Friday, September 4, 2009

Land and See


by James Hansen

Balancing on the precipice between the art house film and observational avant-garde experiments, Lisandro Alonso’s Liverpool seems to fit in these widespread traditions and still manages to find a space of its own. If Los Muertos is an older conceptual cousin to The Limits of Control, as I proposed earlier this week, Liverpool feels like a strange mixture of Peter Hutton’s At Sea and Gus Van Sant’s Last Days – at once slow and difficult, but also viscerally absorbing and, strangely enough, intellectually modest. The balance between the worlds and methods that are in play throughout a long 84 minutes underscore a dialectic that Alonso is constantly working through. Liverpool challenges itself, and the audience, with finding new spaces for fulfillment – a space somewhere between home and the sea, art house and avant garde, simplicity and complication, acceptance and denial, persistence and reciprocation – and it succeeds.

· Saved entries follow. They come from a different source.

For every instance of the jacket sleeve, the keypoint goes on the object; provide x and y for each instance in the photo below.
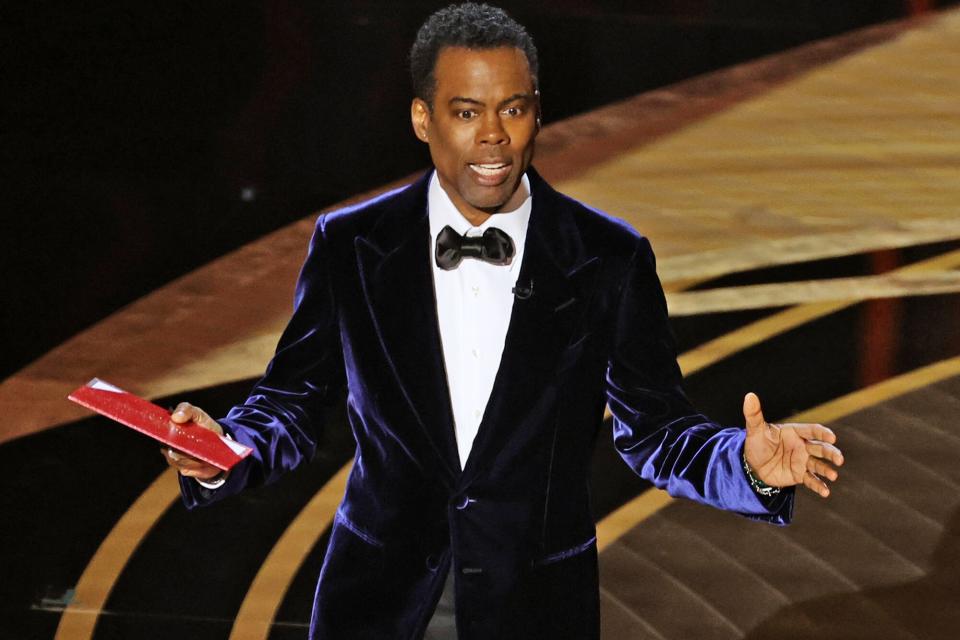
(655, 428)
(284, 414)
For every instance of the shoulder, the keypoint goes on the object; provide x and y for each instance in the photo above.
(360, 218)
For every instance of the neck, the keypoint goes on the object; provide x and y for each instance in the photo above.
(476, 216)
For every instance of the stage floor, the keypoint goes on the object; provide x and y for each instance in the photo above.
(805, 211)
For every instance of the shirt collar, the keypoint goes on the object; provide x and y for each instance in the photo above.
(443, 212)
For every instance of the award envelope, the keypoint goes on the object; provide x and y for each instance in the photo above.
(154, 421)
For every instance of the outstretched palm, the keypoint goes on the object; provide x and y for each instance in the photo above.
(783, 455)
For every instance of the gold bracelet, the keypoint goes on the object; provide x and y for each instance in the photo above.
(758, 485)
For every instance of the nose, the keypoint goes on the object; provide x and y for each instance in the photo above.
(491, 131)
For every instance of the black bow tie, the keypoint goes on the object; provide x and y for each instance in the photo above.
(494, 246)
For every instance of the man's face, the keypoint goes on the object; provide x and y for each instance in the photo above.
(481, 130)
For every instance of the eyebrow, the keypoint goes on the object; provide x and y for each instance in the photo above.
(503, 103)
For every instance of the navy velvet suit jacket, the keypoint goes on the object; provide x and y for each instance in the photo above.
(515, 523)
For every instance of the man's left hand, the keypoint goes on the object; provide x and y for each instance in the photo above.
(783, 455)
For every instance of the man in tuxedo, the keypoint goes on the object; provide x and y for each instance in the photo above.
(480, 321)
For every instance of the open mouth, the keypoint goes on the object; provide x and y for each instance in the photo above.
(490, 172)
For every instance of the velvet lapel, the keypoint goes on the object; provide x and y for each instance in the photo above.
(398, 285)
(541, 326)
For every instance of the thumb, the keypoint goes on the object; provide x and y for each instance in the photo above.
(752, 414)
(186, 412)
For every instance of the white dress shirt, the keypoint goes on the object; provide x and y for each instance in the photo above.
(474, 303)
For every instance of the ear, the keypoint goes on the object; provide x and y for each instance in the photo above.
(420, 118)
(536, 93)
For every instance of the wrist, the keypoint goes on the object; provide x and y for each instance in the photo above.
(759, 486)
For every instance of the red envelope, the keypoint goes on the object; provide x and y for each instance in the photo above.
(154, 421)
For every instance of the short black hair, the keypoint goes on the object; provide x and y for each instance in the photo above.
(470, 25)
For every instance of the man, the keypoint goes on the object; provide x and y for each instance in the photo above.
(480, 321)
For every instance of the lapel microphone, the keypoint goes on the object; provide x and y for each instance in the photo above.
(523, 291)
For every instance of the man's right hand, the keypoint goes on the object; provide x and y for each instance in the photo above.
(187, 465)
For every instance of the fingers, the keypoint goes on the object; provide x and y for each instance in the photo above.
(813, 432)
(189, 466)
(752, 414)
(186, 412)
(816, 484)
(825, 450)
(822, 469)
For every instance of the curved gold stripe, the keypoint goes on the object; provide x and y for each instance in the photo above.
(86, 607)
(273, 579)
(95, 584)
(615, 525)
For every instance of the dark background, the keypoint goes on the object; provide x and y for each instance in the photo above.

Although its formalism may still be challenging and inaccessible to some, Liverpool’s purpose, similar in fashion to Hutton and Van Sant’s films, is hard to miss and more familiar than most give them credit for. Each film can be “explained” with short statements or ideas (the life and times of a ship, the brief life of a trapped rock legend, the life of a lonely seaman) that have been key to a wide array of successful movies. But, of course, the formalism is what makes all of these films “difficult” and perplexing for audiences desiring classification of an accrued “meaning” behind everything that is seen, heard, and felt.

Taking these challenges a step further, Liverpool’s first 82 minutes, which have plenty of beauty on their own, are all arguably a set up for the final shot. The attempts to make short summations of purpose or label Liverpool as a supreme art house film in critical attempts to inform the “intended” audience only end up undercutting Alonso’s continuing attempts to craft a controlled hybrid of difficult simplicity and lucid arduousness which play off of the contradictory relationship between overly modest narratology (a man returning home) and long-take, observational formalism. Liverpool’s ability to nail this delicate balance, illustrated by the incredible pay off of that final shot – perhaps the only shot in the film with much dramatic impetus behind it – is a major accomplishment for the continuing development of Alonso’s work as an artist.

In discussion of the final shot in his 5-star review, Keith Uhlich writes, “Like everything else in this enigmatic masterpiece, the image resonates with myriad metaphorical possibilities. Yet the more we look, the harder its meanings are to pin down.” Just as the Liverpool ends and a clarification process begins to take shape, Alonso opens up the possibilities further, deepening the impact with something that is beautiful, direct, and simple yet bewildering, stirring, and thoughtful. Liverpool is Alonso’s finest achievement to date.